Prove $(|x| + |y|)^p \le |x|^p + |y|^p$ for $x,y \in \mathbb R$ and $p \in (0,1]$.
A hint is given that for $0 \le \alpha \le \beta$ there exist a number $\xi \in (\beta, \alpha + \beta)$ s.t. $$(\alpha + \beta)^p - \beta^p = p \xi^{p-1}\alpha \le \alpha^{p}$$.
I see that by proving the above hint the result holds for positive numbers.
In order to prove the above hint I've considered the Intermediate value theorem, however I've not yet succeeded.

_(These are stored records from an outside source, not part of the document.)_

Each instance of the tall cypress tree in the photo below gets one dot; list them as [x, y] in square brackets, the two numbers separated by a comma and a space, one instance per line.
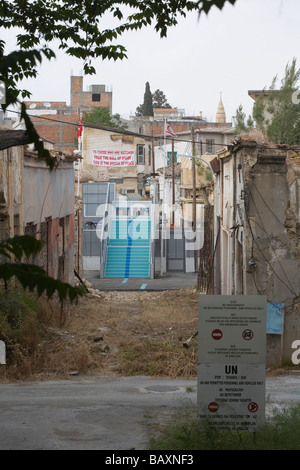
[147, 105]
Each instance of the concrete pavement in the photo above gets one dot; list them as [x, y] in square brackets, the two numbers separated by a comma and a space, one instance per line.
[105, 412]
[172, 280]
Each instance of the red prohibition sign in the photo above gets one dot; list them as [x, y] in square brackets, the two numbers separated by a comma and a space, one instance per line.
[253, 407]
[217, 334]
[213, 407]
[247, 334]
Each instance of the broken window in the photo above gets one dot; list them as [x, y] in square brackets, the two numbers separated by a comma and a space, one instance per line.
[96, 96]
[140, 154]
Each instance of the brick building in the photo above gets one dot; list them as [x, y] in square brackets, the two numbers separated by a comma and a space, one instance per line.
[57, 122]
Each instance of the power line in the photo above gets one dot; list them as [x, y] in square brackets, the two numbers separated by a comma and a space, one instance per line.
[117, 131]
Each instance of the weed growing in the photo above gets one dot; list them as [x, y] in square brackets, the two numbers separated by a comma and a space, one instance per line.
[184, 432]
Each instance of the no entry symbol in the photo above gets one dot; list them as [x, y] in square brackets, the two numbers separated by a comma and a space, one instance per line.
[253, 407]
[247, 334]
[213, 407]
[217, 334]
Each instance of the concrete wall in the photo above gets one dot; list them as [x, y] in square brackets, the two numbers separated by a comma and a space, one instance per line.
[259, 247]
[98, 139]
[11, 192]
[49, 214]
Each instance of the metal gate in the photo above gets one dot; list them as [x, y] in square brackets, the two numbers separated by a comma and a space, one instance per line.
[176, 250]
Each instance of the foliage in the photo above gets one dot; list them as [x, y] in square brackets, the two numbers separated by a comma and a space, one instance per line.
[80, 28]
[31, 277]
[147, 108]
[240, 123]
[281, 432]
[103, 117]
[159, 100]
[277, 111]
[81, 31]
[18, 321]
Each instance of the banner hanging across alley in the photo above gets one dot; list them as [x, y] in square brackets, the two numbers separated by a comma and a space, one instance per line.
[113, 157]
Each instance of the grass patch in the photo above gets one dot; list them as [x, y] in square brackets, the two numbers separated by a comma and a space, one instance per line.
[157, 358]
[280, 432]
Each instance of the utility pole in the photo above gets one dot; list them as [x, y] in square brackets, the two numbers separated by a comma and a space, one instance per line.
[173, 182]
[194, 201]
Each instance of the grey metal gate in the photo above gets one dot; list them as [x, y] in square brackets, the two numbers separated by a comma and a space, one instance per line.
[176, 250]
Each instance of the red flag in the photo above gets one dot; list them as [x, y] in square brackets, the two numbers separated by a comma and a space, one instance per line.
[79, 129]
[169, 130]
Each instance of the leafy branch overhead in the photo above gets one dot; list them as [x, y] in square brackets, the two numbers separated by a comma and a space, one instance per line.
[84, 29]
[30, 276]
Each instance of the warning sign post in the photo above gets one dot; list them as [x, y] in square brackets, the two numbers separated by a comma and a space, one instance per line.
[231, 370]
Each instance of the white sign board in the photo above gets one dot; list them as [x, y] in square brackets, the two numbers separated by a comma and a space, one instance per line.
[232, 397]
[2, 353]
[232, 329]
[232, 355]
[113, 157]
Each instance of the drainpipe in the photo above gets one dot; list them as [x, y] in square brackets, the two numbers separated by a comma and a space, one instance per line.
[233, 221]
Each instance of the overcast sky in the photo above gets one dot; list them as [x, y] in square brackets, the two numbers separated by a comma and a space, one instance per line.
[231, 51]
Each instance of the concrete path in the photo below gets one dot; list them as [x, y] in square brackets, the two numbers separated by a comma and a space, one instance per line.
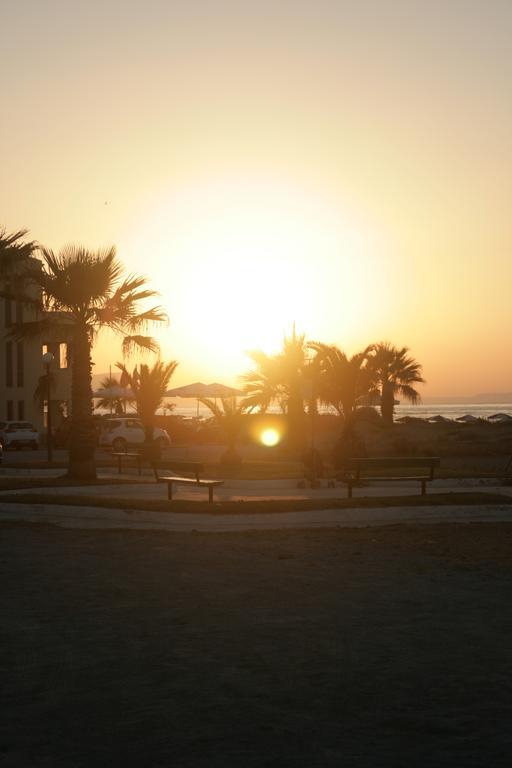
[101, 518]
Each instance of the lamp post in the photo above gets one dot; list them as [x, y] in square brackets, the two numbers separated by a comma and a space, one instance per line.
[47, 361]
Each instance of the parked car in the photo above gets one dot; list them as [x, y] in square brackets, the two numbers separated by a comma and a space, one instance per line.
[18, 435]
[122, 433]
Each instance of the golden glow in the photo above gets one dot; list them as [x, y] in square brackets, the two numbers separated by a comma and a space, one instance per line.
[238, 262]
[270, 437]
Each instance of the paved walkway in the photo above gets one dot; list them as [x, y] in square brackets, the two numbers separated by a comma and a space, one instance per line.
[252, 490]
[101, 518]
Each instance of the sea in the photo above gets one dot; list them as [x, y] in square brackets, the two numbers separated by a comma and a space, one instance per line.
[189, 409]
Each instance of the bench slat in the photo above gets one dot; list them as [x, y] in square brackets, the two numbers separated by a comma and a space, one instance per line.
[388, 462]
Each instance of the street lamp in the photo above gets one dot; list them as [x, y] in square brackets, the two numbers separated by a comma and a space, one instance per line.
[48, 359]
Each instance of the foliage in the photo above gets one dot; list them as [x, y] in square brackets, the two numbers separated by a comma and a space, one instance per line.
[281, 378]
[393, 372]
[74, 295]
[149, 386]
[343, 381]
[116, 402]
[14, 251]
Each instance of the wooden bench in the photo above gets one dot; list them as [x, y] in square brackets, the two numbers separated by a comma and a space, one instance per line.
[357, 470]
[120, 455]
[195, 469]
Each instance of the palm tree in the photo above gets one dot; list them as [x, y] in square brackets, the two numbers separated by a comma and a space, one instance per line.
[14, 251]
[78, 293]
[115, 401]
[229, 418]
[149, 386]
[280, 378]
[343, 381]
[393, 372]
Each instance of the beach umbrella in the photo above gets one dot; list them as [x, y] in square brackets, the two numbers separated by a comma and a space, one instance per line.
[114, 392]
[500, 417]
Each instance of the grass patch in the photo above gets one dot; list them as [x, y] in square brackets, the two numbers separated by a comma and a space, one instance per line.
[260, 507]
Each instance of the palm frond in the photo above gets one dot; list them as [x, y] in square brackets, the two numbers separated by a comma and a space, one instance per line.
[138, 343]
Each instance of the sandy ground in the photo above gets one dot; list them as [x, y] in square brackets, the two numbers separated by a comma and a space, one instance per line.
[355, 647]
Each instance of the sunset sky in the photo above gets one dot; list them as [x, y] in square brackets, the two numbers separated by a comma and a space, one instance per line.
[343, 165]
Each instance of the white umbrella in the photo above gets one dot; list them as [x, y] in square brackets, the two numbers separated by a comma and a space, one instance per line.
[113, 392]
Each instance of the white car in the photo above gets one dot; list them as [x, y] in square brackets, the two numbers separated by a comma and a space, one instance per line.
[123, 432]
[18, 434]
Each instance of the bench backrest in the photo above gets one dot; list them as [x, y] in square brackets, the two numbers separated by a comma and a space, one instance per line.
[192, 467]
[395, 462]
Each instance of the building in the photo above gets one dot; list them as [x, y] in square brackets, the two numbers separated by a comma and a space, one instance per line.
[23, 381]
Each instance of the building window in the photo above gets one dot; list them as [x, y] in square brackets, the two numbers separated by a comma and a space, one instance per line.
[20, 365]
[59, 352]
[7, 307]
[63, 355]
[8, 363]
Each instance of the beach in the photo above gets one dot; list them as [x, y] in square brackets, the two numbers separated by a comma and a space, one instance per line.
[354, 647]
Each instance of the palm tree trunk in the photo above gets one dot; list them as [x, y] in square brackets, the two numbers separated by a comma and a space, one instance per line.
[82, 434]
[387, 403]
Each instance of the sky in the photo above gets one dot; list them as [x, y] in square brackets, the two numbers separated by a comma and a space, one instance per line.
[346, 166]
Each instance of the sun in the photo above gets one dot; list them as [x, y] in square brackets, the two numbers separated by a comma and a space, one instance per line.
[270, 437]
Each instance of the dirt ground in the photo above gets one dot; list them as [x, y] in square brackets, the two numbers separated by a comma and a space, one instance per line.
[364, 647]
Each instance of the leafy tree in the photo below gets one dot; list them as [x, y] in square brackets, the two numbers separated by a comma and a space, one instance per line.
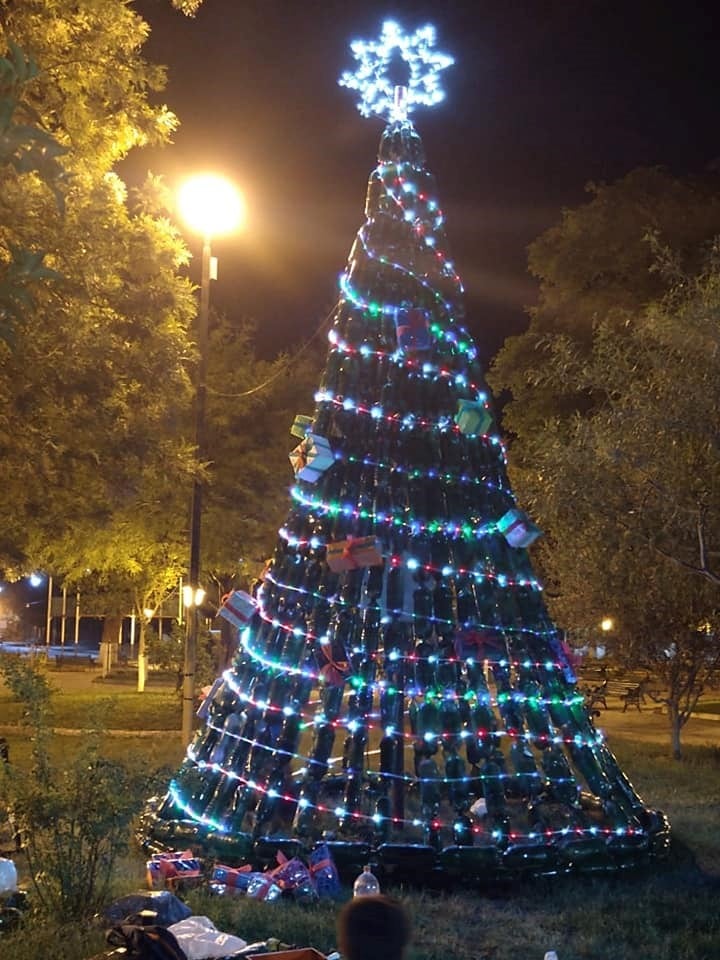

We want to show $$1\le \left(\frac{|x|}{|x|+|y|}\right)^p+\left(\frac{|y|}{|x|+|y|}\right)^p,$$ or $$1\le a^p+b^p\tag{1}$$ for $a,b\in [0,1]$, $a+b=1$, and $0< p\le1$. But (1) is clear since $$a\le a^p,b\le b^p.$$
We want to show that for non-negative $s$ and $t$ we have $(s+t)^p\le s^p+t^p$. Fix $s$, and let $$f(t)=s^p+t^p-(s+t)^p.$$ Note that $f(0)=0$. For $t\gt 0$ we have $f'(t)=p(t^{p-1}-(s+t)^{p-1})\ge 0$, so $f$ is non-decreasing.